Dando conselhos às mulheres viúvas, solteiras e vítimas de discriminação na cultura africana, para superar os seus problemas, suas angústias, montar o seu próprio negócio e serem independentes, restituindo-lhes a dignidade, a Igreja Universal do Reino de Deus se revela como uma Igreja libertadora e emancipadora. De outro lado, seu fracasso se dá em países com uma forte presença islâmica, de Igrejas pentecostais africanas e das Igrejas Independentes Africanas. Parece que ela encontra também barreiras culturas (em sociedades e culturas mais fechadas).

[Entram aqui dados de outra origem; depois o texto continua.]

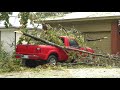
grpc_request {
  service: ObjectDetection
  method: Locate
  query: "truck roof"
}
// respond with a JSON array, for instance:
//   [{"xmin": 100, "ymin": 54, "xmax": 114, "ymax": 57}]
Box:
[{"xmin": 60, "ymin": 36, "xmax": 74, "ymax": 39}]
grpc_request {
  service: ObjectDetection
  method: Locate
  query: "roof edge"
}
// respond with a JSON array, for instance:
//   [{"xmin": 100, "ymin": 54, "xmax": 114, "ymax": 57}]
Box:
[{"xmin": 44, "ymin": 16, "xmax": 120, "ymax": 23}]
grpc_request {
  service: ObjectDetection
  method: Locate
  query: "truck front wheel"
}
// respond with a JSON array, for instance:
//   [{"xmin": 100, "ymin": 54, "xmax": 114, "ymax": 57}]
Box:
[
  {"xmin": 47, "ymin": 55, "xmax": 57, "ymax": 65},
  {"xmin": 22, "ymin": 59, "xmax": 38, "ymax": 68}
]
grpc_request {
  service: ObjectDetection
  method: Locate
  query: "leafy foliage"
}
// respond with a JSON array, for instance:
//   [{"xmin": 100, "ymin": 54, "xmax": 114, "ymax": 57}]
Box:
[{"xmin": 0, "ymin": 12, "xmax": 12, "ymax": 28}]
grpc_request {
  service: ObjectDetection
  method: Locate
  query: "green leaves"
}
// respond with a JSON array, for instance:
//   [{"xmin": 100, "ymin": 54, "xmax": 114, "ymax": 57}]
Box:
[{"xmin": 0, "ymin": 12, "xmax": 12, "ymax": 28}]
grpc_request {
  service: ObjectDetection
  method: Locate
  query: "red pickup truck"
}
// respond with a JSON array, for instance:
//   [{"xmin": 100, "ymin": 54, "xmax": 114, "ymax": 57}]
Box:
[{"xmin": 16, "ymin": 36, "xmax": 94, "ymax": 67}]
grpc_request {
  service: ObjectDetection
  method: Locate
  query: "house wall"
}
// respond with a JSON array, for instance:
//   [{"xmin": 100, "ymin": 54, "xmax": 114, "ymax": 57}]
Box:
[
  {"xmin": 0, "ymin": 29, "xmax": 21, "ymax": 54},
  {"xmin": 47, "ymin": 20, "xmax": 112, "ymax": 53}
]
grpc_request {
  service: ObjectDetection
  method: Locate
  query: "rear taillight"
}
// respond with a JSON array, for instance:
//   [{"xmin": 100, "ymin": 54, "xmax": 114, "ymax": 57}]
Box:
[{"xmin": 36, "ymin": 47, "xmax": 41, "ymax": 52}]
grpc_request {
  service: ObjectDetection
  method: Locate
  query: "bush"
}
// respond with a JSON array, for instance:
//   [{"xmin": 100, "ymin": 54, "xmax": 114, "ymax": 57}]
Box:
[{"xmin": 0, "ymin": 44, "xmax": 20, "ymax": 72}]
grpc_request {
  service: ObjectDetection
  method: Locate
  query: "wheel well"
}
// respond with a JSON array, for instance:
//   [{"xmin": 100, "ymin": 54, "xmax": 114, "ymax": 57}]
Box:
[{"xmin": 49, "ymin": 53, "xmax": 59, "ymax": 59}]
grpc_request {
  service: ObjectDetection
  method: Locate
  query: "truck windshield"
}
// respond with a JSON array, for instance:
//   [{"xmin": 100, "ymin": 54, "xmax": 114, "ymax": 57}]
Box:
[{"xmin": 69, "ymin": 39, "xmax": 79, "ymax": 47}]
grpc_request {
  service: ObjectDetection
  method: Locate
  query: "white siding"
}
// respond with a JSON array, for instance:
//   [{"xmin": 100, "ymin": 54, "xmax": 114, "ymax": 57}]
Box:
[{"xmin": 1, "ymin": 30, "xmax": 21, "ymax": 54}]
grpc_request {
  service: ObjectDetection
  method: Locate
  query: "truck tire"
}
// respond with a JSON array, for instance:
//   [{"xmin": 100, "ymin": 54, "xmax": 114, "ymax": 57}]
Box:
[
  {"xmin": 47, "ymin": 55, "xmax": 57, "ymax": 65},
  {"xmin": 22, "ymin": 59, "xmax": 38, "ymax": 68}
]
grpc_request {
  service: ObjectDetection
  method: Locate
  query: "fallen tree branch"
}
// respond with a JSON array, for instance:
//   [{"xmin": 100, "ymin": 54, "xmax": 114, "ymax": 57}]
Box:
[{"xmin": 15, "ymin": 31, "xmax": 120, "ymax": 60}]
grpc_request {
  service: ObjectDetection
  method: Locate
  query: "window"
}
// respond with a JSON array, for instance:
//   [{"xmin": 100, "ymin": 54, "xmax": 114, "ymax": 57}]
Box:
[{"xmin": 69, "ymin": 39, "xmax": 79, "ymax": 47}]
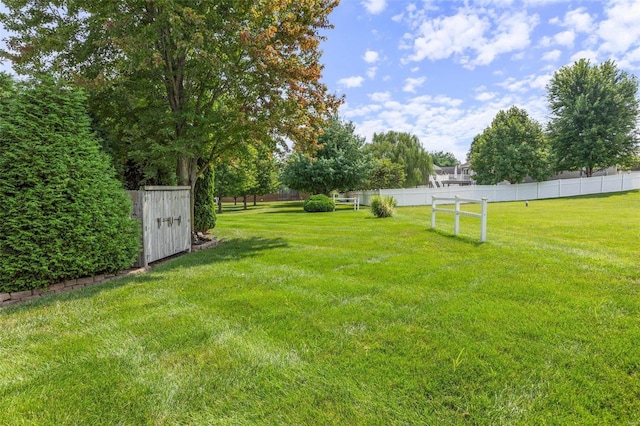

É uma Igreja que não critica os governos africanos, mas se acomoda ao sistema político vigente, caracterizado pela ditadura, regionalismo e corrupção. Tece relações de amizade com líderes africanos e se considera como parceiro no processo do desenvolvimento e da libertação espiritual do continente. É essa relação que lhe confere segurança no seu trabalho, acesso aos meios de comunicação e visibilidade social. O seu futuro está no dialogo com a cultura africana e na sua nacionalização (poder, economia e administração). Sem um diálogo autêntico e a descentralização do poder, ela vai engrossar a lista das denominações cristãs que faliram à sua missão, e têm como mérito a alienação do povo africano e a perpetuação colonização espiritual.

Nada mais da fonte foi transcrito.